“People protect what they love.” – Jacques Cousteau
The Mission of SeaSource Group is to use art, soul, and the power of story to raise awareness of and advocacy for our oceans. In essence SeaSource helps more people love the ocean so that they too will protect it.
In his book On Water, Thomas Farber says, “To come back down to the ocean, is to re-experience an essential memory trace, something once known well, to recall that one has been trying to remember.”
Others assert that it’s only natural that people connect with the sea; afterall, it covers over 70% of the planet, and water represents two-thirds of our body weight. But such explanations are built on the presumption that all people do feel connected to water. The problem really seems to be that many do not.
Ask your wait staff where your seafood originated and you’ll make your very tolerant friends blush and consider inviting you to their home for dinner instead of suggesting a restaurant next time.
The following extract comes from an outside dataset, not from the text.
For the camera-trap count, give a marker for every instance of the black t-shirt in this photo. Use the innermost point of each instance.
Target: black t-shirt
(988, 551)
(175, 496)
There are plenty of stories about sea turtles choking on plastic bags, about sea level rise and how over-fishing is driving coastal communities to starvation and forced relocation, about how ocean acidification could kill nearly all coral reefs by the year 2041. And current oceanographic statistics show that only 4% of ocean area remains unaffected by human activity, while humans have only directly explored 5% of it.
But most of us know the ocean as a distant acquaintance – a place we visit and lightly brush up against on vacation. But often we feel little more than a passing familiarity, and some of us feel outright fear of and disdain for the sea.
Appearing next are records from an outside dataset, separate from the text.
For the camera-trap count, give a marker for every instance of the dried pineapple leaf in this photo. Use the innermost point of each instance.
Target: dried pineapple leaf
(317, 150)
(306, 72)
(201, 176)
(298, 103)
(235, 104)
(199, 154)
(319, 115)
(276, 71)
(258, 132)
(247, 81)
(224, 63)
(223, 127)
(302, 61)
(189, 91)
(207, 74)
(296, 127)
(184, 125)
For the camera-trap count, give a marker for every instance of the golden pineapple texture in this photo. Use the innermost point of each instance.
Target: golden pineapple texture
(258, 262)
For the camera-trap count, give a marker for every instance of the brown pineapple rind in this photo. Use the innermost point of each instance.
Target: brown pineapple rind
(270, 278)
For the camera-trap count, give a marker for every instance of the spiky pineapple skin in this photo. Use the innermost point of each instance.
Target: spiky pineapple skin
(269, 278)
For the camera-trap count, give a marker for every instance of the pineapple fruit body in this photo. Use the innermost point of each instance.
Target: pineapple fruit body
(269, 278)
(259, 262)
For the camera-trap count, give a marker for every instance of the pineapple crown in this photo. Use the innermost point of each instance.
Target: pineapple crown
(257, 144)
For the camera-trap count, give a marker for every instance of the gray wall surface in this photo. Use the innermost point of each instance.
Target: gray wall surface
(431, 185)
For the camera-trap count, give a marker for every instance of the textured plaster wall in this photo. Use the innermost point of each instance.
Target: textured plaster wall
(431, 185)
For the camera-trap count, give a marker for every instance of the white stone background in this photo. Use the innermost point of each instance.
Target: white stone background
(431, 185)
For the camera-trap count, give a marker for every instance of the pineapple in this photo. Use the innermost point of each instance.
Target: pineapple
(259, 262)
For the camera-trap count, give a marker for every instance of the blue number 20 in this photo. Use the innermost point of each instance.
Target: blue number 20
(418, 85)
When sea-a-phobes think of those many heavy gallons of water, they nearly hyperventilate. They think of the Titanic, or of JAWS, or of the time when they were small and fought mightily against an undertow before a parent or a lifeguard rescued them.
But it’s comforting to read Farber’s statement and to know that other sea-soaked souls exist, breathing the same air, gazing at the same stars, and drinking the same water molecules as I do. No doubt, Farber’s idea of the marine “memory trace,” while a little vague, articulates some essential truth that shakes awake a very base, central part of me.
I chalk it up partly to the recordings of Whale Songs my Dad gave me when I was six. The recordings came on a floppy black square of plastic paper that he plucked out of a 1979 issue of National Geographic Magazine. I always anticipated the prizes in these publications the same way I got excited over the fake tattoos or cheap plastic silver coins buried in Alphabits cereal boxes.
Maybe it was the way the whale sounds were packaged as a prize that initially won my enthusiasm, an excitement all the more intensified by my newfound knowledge that giant marine monsters sang lullabies to their babies maybe the way my own mother did for me.
Or it could just be that I loved watching Flipper? It shames me to confess the way I wailed happy tears while watching Day of the Dolphin. It was the part when lab-rat cetacean, “Fa,” a veritable Uncle Tom of marine science captivity, expresses gratitude to his paternal master played by George C. Scott (for God’s sake). The dolphin squeaks: “Fa love Pa,” thus reinforcing the anthropomorphic nature my child-self wanted so badly to characterize dolphin-kind – if for nothing other than to explain the angelic grins permanently affixed to their precious fishy faces.
And then, of course, there were all those wild adventure stories I picked up at Scholastic Book Fairs, events that made public school and playground bullies seem worth the years of hassle & terror. I remember Scott O’Dell’s The Black Pearl, Madeleine L’Engle’s The Arm of the Starfish and A Ring of Endless Light, and countless others.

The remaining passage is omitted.